The image slowly begins to crack. New meanings emerge from beneath the surface concealed under the cloak of reality. Like the tank top of a certain hotel heiress, which became a symbol of our failure, exposing yet another trace of the simulacral nature of the internet. Repeated on a loop, urging us to stop being poor. And so the deconstruction of reality unfolds at the level of a meme with Wojak and the runway shows of Vetements externalising current tensions.

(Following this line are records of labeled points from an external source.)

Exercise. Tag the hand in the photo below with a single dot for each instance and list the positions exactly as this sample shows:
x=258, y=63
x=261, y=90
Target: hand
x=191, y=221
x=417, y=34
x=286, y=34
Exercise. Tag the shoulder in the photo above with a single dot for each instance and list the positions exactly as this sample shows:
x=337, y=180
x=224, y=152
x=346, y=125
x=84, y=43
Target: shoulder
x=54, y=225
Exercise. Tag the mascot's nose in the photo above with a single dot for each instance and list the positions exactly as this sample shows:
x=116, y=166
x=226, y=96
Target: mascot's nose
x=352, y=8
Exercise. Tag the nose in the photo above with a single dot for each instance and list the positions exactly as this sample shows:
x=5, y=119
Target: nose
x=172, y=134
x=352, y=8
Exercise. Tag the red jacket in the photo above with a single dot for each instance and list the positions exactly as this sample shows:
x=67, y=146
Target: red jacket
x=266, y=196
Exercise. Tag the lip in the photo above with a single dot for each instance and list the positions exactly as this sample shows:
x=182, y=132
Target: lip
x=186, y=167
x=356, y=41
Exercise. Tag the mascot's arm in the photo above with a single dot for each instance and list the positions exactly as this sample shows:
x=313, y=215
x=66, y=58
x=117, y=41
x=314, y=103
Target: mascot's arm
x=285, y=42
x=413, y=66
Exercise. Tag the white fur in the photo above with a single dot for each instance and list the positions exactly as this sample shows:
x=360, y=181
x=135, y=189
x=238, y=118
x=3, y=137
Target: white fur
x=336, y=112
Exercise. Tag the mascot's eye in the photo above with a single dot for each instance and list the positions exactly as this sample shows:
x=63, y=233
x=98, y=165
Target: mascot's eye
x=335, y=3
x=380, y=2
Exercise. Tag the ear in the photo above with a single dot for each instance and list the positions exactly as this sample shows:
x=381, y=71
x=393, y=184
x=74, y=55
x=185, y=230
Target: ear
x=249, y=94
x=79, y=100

The exhibition examines issues related to runaway consumption through irony drawing the viewer’s attention toward escapist impulses. Pleasure often keeps us alive, yet it can also mark the beginning of affliction. In the exhibition, desire appears as a prelude to sluggish annihilation. This apparent contradiction petrifies fractures using ambivalence as a method for extracting inequalities. The artists gathered in the exhibition demonstrate that glitter and camp can also carry an accelerationist charge capable of rupturing an established order and assigning entirely new meanings. The exhibition asks questions about the role of pleasure and the need for consumption. To what extent do we control desires that become mechanisms regulating our everyday existence? The growing dependence on stimulation and its increasing intensity erodes our vigilance. The capitalist landscape spreads over us a sense of parallelism of functioning in a world where nothing is as it once was or as it might appear.
A dark glow slowly covers the surface, yet it leaves behind a shadow of hope like a light show in an abandoned arcade where only a meadow still evokes a trace of Elysium.